DANNEELS: I believe that with time the way of dialogue and communication with the civil authorities will favor a more tranquil life for the Church in China, where in the minds of many mistaken ideas and prejudices remain, such as that of considering the Church a sort of “foreign power”. It is essential that through dialogue the Chinese bishops are recognized not only as bishops in their own dioceses, but also as members of the entire Episcopal College presided over by the Pope. As happened already in 1946, when the constitution of a local Chinese hierarchy recognized by the then civil authorities began a time of great hope for the Church in China.
In the West, to combat secularization and in response to the emergence of new religious subjects, various Catholic circles seem concerned to make the Church count more on the political and cultural level. They demand space and representation in the cultural leadership of civil society. Some see the fight back in terms of cultural hegemony…
Danneels: That temptation is not felt, it seems to me, by the Chinese Church for the moment … But certainly the temptation is always there in the Church. The temptation to conceive of itself a little like a … Celestial Empire. Particularly we in the West, where we see that the faith is no longer handed on through heredity and is no longer automatically guaranteed a place in society, we must keep keep in mind the many, even recent, examples that show it to be a barren propect.
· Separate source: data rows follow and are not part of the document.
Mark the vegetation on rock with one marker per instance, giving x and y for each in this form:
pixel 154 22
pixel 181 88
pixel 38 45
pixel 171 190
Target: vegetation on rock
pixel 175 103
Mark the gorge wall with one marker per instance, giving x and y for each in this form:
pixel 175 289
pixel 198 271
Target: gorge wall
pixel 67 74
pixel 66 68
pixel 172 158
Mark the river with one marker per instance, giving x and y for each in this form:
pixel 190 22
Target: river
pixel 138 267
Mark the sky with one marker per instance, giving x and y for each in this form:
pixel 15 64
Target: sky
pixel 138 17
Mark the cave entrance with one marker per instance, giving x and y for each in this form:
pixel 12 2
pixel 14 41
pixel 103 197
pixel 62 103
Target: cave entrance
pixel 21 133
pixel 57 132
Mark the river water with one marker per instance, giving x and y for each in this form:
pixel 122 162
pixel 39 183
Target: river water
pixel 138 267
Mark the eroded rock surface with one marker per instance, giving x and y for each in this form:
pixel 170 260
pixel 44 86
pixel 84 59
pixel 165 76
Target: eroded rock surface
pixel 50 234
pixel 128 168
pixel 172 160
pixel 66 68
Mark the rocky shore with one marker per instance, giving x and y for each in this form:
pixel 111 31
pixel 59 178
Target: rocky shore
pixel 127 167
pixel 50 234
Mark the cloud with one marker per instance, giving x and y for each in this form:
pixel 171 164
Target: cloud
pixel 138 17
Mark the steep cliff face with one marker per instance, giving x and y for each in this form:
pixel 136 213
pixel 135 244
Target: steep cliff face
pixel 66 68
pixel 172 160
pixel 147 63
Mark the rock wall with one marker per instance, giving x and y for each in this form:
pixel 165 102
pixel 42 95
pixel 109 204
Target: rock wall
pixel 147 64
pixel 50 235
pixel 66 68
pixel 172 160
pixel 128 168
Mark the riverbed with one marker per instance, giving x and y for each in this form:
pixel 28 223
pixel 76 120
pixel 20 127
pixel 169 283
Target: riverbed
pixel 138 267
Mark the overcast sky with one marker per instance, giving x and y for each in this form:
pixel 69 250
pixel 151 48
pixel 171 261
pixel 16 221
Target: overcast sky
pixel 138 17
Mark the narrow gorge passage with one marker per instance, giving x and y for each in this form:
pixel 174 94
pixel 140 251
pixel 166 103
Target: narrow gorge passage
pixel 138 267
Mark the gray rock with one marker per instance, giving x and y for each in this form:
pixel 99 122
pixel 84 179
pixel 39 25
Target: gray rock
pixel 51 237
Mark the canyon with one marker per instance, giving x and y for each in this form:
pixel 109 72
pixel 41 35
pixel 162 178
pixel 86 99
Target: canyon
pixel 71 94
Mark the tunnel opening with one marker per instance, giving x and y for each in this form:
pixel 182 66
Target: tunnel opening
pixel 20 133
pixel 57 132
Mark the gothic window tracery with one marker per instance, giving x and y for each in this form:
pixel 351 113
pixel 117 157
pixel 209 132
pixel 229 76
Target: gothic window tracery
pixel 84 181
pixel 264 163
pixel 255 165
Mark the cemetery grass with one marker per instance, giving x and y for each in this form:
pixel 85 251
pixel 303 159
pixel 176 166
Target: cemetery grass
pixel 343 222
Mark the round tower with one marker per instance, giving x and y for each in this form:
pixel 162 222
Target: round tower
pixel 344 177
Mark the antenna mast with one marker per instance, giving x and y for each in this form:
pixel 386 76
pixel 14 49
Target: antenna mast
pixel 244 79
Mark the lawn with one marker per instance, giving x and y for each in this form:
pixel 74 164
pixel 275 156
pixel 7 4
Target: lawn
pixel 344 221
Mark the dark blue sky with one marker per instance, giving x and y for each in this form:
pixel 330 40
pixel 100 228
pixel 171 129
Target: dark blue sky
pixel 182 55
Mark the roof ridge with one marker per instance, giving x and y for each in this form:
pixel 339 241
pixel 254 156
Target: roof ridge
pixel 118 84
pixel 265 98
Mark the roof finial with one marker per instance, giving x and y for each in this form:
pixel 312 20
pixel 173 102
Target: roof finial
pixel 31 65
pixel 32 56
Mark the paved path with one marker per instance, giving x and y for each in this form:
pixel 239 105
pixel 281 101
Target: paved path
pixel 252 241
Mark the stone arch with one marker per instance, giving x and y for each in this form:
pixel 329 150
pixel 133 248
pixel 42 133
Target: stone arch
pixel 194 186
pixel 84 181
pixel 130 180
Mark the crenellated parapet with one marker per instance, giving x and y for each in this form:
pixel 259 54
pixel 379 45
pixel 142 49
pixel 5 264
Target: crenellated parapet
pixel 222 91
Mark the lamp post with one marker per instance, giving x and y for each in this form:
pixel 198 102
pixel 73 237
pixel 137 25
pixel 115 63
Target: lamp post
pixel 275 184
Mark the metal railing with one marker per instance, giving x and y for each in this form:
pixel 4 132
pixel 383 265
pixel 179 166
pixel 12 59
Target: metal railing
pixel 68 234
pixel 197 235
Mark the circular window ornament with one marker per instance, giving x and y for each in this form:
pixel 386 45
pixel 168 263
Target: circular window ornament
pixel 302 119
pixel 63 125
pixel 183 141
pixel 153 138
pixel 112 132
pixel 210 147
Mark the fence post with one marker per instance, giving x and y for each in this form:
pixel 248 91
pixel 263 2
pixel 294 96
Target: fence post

As for that, there has been debate for months about the need to affirm the Christian roots of Europe in the forthcoming Constitution of the European Community. How do you see this debate?
DANNEELS: Recognizing the importance of Christianity for the birth and development of Europe is a question of historical truth. It’s a matter of a simple discernment, not a right in law to justify the taking of positions. But I wouldn’t turn it into religious war, which have the effect of causing a stronger reaction in those who oppose for ideological reasons. Rather than asking for a mention in the preface we need to look at the contents. In the constitutional text the parts about the relationship between civil institutions and Churches seem to me well drawn up. And, then, personally, I’m more interested in whether the Christian faith is alive in reality, rather than in claiming a mention of it in some article of a code.